Pardosa clavipalpis

Scientific classification
- Kingdom: Animalia
- Phylum: Arthropoda
- Subphylum: Chelicerata
- Class: Arachnida
- Order: Araneae
- Infraorder: Araneomorphae
- Family: Lycosidae
- Genus: Pardosa
- Species: P. clavipalpis
- Binomial name: Pardosa clavipalpis Purcell, 1903

= Pardosa clavipalpis =

- Authority: Purcell, 1903

Species of spider

Pardosa clavipalpis is an African species of spider in the family Lycosidae.

==Distribution==
Pardosa clavipalpis is found in East Africa, Botswana, and South Africa.

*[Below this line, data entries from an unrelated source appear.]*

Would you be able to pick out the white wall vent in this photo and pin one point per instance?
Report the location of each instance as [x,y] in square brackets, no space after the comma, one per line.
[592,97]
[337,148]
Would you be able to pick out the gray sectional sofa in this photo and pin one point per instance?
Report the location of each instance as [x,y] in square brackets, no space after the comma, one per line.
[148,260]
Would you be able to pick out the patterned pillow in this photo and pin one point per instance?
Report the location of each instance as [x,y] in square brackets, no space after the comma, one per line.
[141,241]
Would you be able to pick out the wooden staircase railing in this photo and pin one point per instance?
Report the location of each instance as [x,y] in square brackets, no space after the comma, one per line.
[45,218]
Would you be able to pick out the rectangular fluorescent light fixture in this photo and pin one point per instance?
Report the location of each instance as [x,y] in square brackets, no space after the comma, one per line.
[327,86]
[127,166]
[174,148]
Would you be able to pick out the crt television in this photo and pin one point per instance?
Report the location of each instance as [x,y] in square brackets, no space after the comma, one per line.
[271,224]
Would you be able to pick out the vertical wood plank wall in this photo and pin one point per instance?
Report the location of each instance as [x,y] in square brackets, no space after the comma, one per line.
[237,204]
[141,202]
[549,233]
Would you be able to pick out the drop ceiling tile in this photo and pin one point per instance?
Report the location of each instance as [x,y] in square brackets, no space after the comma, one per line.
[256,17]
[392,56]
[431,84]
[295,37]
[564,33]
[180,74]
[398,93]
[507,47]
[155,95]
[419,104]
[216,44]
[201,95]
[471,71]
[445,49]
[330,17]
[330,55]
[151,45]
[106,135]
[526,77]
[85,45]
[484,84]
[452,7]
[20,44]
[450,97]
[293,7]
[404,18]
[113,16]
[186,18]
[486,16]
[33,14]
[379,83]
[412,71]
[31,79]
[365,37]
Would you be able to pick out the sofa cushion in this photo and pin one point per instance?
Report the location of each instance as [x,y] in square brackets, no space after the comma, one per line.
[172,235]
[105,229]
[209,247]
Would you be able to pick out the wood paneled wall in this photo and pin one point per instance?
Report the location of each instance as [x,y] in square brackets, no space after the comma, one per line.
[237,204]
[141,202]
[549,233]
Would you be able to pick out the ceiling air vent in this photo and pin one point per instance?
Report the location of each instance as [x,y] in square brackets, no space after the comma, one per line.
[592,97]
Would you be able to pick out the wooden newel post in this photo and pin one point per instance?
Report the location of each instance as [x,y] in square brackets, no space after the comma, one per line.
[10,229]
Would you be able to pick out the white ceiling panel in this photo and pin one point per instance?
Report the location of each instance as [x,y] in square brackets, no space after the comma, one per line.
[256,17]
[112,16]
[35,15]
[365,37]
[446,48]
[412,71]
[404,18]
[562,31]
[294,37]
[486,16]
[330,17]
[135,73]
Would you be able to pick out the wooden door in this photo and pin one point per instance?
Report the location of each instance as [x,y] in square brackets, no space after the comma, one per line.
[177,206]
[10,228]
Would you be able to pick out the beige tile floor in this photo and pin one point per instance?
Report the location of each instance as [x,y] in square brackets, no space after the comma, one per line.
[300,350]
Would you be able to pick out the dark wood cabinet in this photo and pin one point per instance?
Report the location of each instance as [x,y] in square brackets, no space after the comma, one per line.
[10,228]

In South Africa, it is known from the provinces Limpopo, Mpumalanga, Northern Cape, North West, and Western Cape.

==Habitat and ecology==
Pardosa clavipalpis inhabits the Fynbos, Grassland, Nama Karoo, and Savanna biomes at altitudes ranging from 7 to 1349 m. These are free-running ground dwellers. The species has also been sampled in crops such as maize.

==Conservation==
Pardosa clavipalpis is listed as Least Concern by the South African National Biodiversity Institute. Due to its wide geographical range, it is therefore listed as being of Least Concern. There are no known threats, and the species is protected in the Fernkloof Nature Reserve.

==Taxonomy==
Pardosa clavipalpis was originally described by Purcell in 1903 from Cape Town. The species has not been revised and is known from both sexes.